On 1 October 2015, the competition law provisions of the Consumer Rights Act 2015 (CRA) came into force. This marks the culmination of a series of changes to the competition law enforcement landscape in England and Wales which has taken place over recent years. The principal purpose of these amendments is to encourage greater private enforcement of competition law, in particular, by individuals and small-to-medium enterprises (SMEs). The main changes brought by the CRA are:
- Changes to the powers of the Competition Appeal Tribunal (CAT) to make it the forum of choice for competition law claims in the UK;
- The introduction of an ‘opt-out’ collective claim procedure for competition matters to operate in parallel with the existing ‘opt-in’ claim procedure before the CAT;
- The introduction of collective settlement mechanisms before the CAT; and
- The Competition and Markets Authority (CMA) will possess the ability to approve voluntary redress schemes.
The CAT will be given the power to hear standalone claims (i.e. those claims that are not based on a prior infringement decision by a competition authority) as well as the ability to hear follow-on actions (i.e. claims that must be based on a prior infringement decision by a competition authority).The CAT has also been given power to grant injunctions under similar conditions to those applicable in the High Court. Alongside these reforms, the CAT’s limitation periods will be aligned to those of the High Court. The CRA provides for the amendments of the CAT rules to reflect these changes. The new CAT rules also came into force on 1 October 2015.
A secondary aspect of the reforms is to create an efficient and cost-effective procedure for recovery of damages incurred as a result of competition law infringements. A new fast-track procedure will be introduced before the CAT. Under the new CAT rules, a hearing will be fixed within a maximum period of six months from the date of the procedure being applied and the total amount of recoverable costs will be capped on a case-by-case basis. While it was originally envisaged that the procedure would be principally for the benefit of SMEs, there is no such limitation in the CRA.
In 2002, the CAT was given the power to hear ’opt-in’ collective claims in relation to competition law infringements. That procedure has however only been used in one 2007 case (The Consumers Association v JJB Sports Plc) – the reasons for the lack of use of this procedure have been well-rehearsed and involve, among other matters, the difficulties of identifying potential claimants and persuading them to participate in a group action. In order to address these issues, the CRA introduces a new ‘opt-out’ collective claim procedure for both follow-on and standalone competition claims. The procedure is available for both individuals and businesses.
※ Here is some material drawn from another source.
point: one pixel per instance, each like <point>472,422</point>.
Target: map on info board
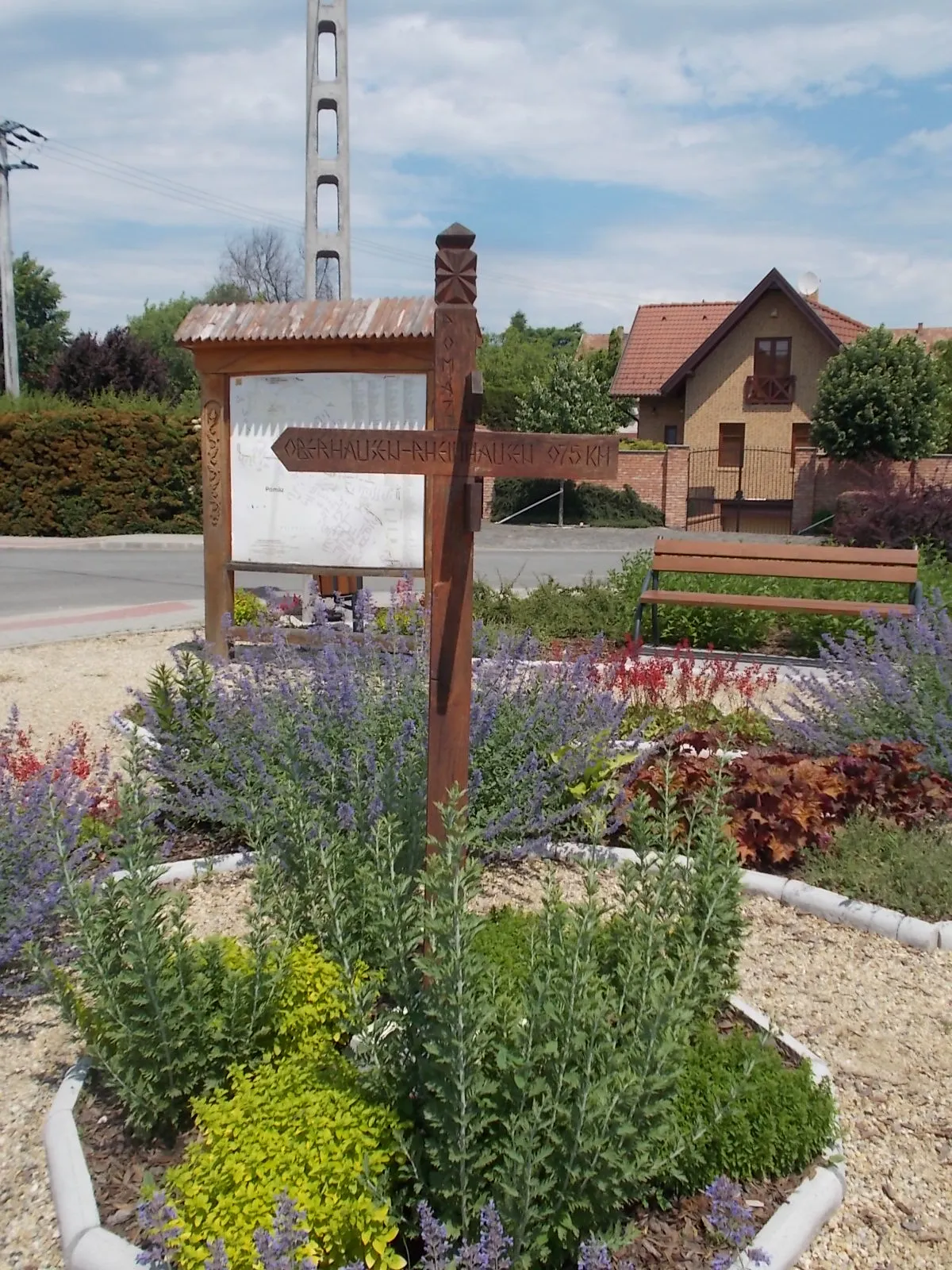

All UK-domiciled parties falling within the class will be bound by the outcome of an action unless they actively opt-out of the class. By contrast, non-UK domiciled individuals and businesses must actively opt-in to the class, if they wish to participate in the proceedings and indeed any settlement. Opt-out claims will be heard by the CAT only and will apply in parallel to the existing opt-in procedures before the CAT. Collective proceedings must undergo a certification process by the CAT and safeguards have also been put in place in order to ensure that the perceived ’excesses‘ of a US-style class action culture are not replicated as a result of these provisions.
Collective settlement procedures before the CAT
A collective settlement mechanism has also been introduced to give parties to opt-out collective procedures the ability to settle such claims. From the perspective of the claimants, this provides a mechanism to obtain early satisfaction of their claims without substantial legal costs being incurred. From the defendant’s perspective, this provides a means to bring an end to litigation involving numerous and unspecified claimants, potentially located worldwide.
Details of the claims and the terms of the settlement must be provided to the CAT which will give its approval to the scheme – provided it considers the terms are ’just and reasonable’. A collective settlement approved by the CAT is binding on all persons falling within the class of persons described in the collective proceedings provided that they are domiciled in the United Kingdom (and have not opted out of those proceedings). Non-UK domiciled claimants who have opted into those proceedings can also be beneficiaries of the procedure. This new settlement procedure does not affect the existing right to settle opt-in collective proceedings.
Voluntary redress schemes before the CMA
In parallel with the CAT reforms mentioned above, the CRA also gives the CMA the power to approve voluntary redress schemes. The scheme will enable companies who are or are likely to be subject to a competition law infringement decision by the CMA or the European Commission to agree a scheme of compensation for those harmed by their conduct in return for a reduction of up to 20% on the fine imposed by the CMA (where appropriate). The voluntary redress scheme is effectively a form of ADR which operates alongside litigation options for recovery of damages.
These reforms will address the issues which have thus far restricted the CAT from fulfilling its potential as the forum of choice for private enforcement claims. It seems highly likely that these reforms will give rise to increased levels of competition law litigation. While the various amendments appear to favour claimants by making it easier and more cost-effective to bring collective actions, they also represent an opportunity for companies involved in competition infringements to achieve an early and advantageous resolution of complex and potentially wide-ranging and costly litigation. Early resolution of such claims is also likely to have reputational benefits or at the least, to diminish some of the reputational damage inevitably associated with competition law infringements and claims.